Colombian President Álvaro Uribe received fierce criticism from
journalists, the UN, the OAS and international human rights groups for
accusing Colombian journalist Hollman Morris to be an accomplice of terrorism.
The journalist was present last Sunday on the site where the FARC liberated four members of the security forces.
Morris was interviewing the three soldiers and one policeman after the hostages had been threatened by the FARC and were forced to make statements in favor of the FARC. Uribe accused the journalist of doing the rebels favors and ignoring his responsibilities as a journalist.
Morris himself said he never knew he was going to the hostage release operation, but was in the region to make a documentary about FARC hostages. He said he was taken to the site by guerrillas and offered to interview the four, which he agreed to do.

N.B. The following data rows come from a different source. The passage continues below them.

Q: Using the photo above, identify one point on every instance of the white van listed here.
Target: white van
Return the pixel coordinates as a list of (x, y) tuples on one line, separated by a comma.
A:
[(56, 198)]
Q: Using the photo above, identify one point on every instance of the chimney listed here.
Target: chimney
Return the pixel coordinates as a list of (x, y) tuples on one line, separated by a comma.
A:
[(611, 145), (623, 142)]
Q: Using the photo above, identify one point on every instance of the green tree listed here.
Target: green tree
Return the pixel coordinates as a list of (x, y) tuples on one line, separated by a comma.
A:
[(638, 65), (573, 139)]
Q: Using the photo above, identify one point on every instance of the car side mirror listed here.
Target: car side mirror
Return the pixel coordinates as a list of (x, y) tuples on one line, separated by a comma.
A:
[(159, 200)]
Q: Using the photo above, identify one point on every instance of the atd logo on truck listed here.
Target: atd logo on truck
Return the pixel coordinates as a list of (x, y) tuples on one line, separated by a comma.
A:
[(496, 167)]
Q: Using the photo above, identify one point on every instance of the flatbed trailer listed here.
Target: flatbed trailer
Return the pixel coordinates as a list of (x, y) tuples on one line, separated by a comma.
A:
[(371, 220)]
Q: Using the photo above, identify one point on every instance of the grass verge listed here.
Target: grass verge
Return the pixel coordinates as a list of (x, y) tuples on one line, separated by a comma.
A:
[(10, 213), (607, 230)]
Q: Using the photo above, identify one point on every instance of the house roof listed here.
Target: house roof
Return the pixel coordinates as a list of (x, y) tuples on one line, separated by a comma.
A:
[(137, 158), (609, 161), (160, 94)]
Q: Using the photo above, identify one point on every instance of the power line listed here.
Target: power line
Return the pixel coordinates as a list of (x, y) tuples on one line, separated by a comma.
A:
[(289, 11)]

When interviewing the first hostage, he noticed the official was not speaking freely and refused to interview the other three, Morris said. He only asked them their names and time in captivity. Morris never published the material shot of the hostages.
Morris was shortly detained after the ordeal, which lead to protests by national Freedom of Press organization FLIP.

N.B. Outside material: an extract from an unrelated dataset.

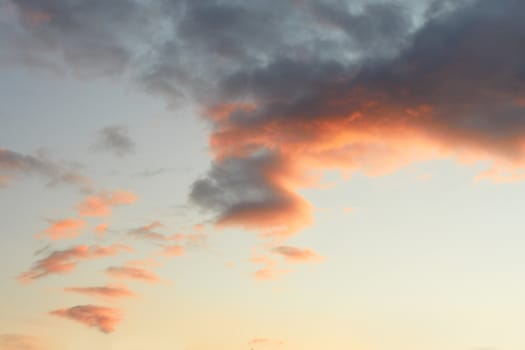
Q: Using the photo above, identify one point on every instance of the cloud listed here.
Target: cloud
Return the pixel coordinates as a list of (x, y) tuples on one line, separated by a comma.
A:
[(13, 164), (65, 261), (103, 318), (92, 37), (269, 271), (173, 250), (21, 342), (64, 229), (102, 204), (147, 232), (111, 292), (253, 192), (301, 87), (294, 254), (115, 139), (133, 273)]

The human rights offices of the United Nations (UN) and the International Organization of American States (OAS) backed the denouncements made by the FLIP and called on Uribe to stop stigmatizing journalists.
In response, Uribe Wednesday expressed his surprise about how quick the international organizations had responded to the incident and asked the OAS to investigate Morris instead. Uribe also asked the Prosecutor general’s Office to investigate if Morris had collaborated with terrorists.